Приговор, вынесенный нашей даме - страшен, убийственен и практически не поправим; и это даже не от того, что он страшен названием, он страшен внутренне: будто страшная черная тень волочится за тобой, набирая скорость с каждым твоим шагом. И спасение от неё - темнота, беспросветная и зловещая. Любой отголосок света снова привлечет её появление, а пока наша девица спит. И сон её охраняю я, находясь в другой комнате и читая её ежедневник.

"Ещё вчера стоять на коленях и молить прощения, целовать землю, орошая её слезами раскаяния. Клясться, молить веры, погрязнуть в клятвах и обещаниях помочь, отдаться помощи, извиняясь за остальных, каясь, топиться в водовороте любви, возвышенной и истинной любви. А ныне сомневаться в выборе, нежась в грёзах абсолютно иного рода.
Что можно изменить? Ничто! Что изменю я своим решением, своими действиями? Закованная в обязательства, слепые догмы, возведённые внушительными каменными стенами, оградившими разум от всего, что не способно способствовать творчеству.  Кто посмотрит? Кто поддержит? Сойти с ума. Сойти с ума в гомогенной серости псевдо-патриотичных настроений, ослепившим раскалённым свинцом. Сойти с ума, потеряв смысл жизни. Безумство от расслоения и последующей диссоциации личности. Молчи и прими свою судьбу, возведённую в ранг святости самой собой."
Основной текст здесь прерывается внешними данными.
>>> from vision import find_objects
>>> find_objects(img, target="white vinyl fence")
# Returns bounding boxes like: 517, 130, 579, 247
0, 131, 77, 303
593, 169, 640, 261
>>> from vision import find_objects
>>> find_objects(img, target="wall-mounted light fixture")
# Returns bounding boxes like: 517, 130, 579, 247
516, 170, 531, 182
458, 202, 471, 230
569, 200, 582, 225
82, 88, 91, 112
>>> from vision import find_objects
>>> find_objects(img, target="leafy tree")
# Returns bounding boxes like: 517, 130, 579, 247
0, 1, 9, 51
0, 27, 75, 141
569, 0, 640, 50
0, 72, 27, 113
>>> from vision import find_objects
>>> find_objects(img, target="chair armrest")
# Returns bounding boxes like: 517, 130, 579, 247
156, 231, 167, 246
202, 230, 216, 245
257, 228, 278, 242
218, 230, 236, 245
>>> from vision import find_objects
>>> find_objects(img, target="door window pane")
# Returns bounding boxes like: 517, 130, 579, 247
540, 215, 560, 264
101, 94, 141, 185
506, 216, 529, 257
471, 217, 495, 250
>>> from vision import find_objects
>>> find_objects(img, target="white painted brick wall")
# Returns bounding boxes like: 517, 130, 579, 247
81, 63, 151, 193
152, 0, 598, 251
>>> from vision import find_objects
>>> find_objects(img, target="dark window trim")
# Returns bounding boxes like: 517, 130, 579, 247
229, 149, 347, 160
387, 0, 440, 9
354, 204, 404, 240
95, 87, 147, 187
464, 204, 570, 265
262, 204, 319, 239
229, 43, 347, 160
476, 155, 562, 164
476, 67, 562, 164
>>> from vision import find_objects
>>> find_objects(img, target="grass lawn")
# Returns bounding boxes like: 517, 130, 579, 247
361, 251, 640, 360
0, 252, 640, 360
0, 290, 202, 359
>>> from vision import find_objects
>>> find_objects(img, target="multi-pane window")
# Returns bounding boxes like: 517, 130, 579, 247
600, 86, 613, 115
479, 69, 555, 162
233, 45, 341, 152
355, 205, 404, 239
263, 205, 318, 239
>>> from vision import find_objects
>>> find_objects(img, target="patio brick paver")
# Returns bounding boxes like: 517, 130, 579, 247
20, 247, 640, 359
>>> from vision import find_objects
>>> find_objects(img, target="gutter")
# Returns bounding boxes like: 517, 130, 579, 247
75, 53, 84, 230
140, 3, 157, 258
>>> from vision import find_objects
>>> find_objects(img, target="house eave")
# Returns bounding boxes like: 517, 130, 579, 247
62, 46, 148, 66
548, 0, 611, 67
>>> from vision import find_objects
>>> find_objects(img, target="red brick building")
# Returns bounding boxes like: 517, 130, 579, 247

Слышу, как наша героиня ворочается во сне. Надеюсь, хоть там ей покойно. Покойно только в темноте, а утром, когда мать добудится до неё снова, раскрыв занавески - тревога в симбиозе с безысходностью - от возникшей тени - снова начнет зловеще пожирать остатки здравого смысла.

"А тем временем купаешься в мечтах иного рода. Молодость, торжественно витающая сладковатым запахом дурмана. Белоснежность тела, алые губы, белые волосы. Эра эгоизма, аристократичный, утончённый итальянский язык прикосновением бархата по слуху. Мрачные, узкие, завораживающие улицы Венеции, проникающая во все щели камня домов сырость, кокетство порочного города, напыщенная скупость и внутренний жар. Рыдающая скрипка, во тьме узких проходов закутки старинных магазинов, поглощённых чернотой, пронизанной десятками инфернальных масок, резных, прекрасных. Небольшой морг, белый халат, работа в обители мёртвых, давний стаж патологоанатома, белоснежный, хладный шёлк трупной кожи, алые маки крови, плоти. Периодичный привкус формалина на собственном лице. Вечерние прогулки по затемнённым каменным улочкам, дыхание декаданса, эстетики прошлых веков, танатомания, вплоть до некрофилии, жаркие ночи с живым супругом по разуму. Ах, это! Это мечта!"

Наша девица - дама не глупая, и я, даже бы сказал, вполне себе разумная. Помнится мне, как она спешила после школьных занятий к учителю по химии. Маниакально, с невероятным упорством, выписывала каждую формулу, чтобы зазубрить. Но мечты рухнули. Рухнули, как и надежды найти себе союзника по разуму и жизненному опыту.

Я жду, когда она проснется. Вопрос лишь в том, проснется ли?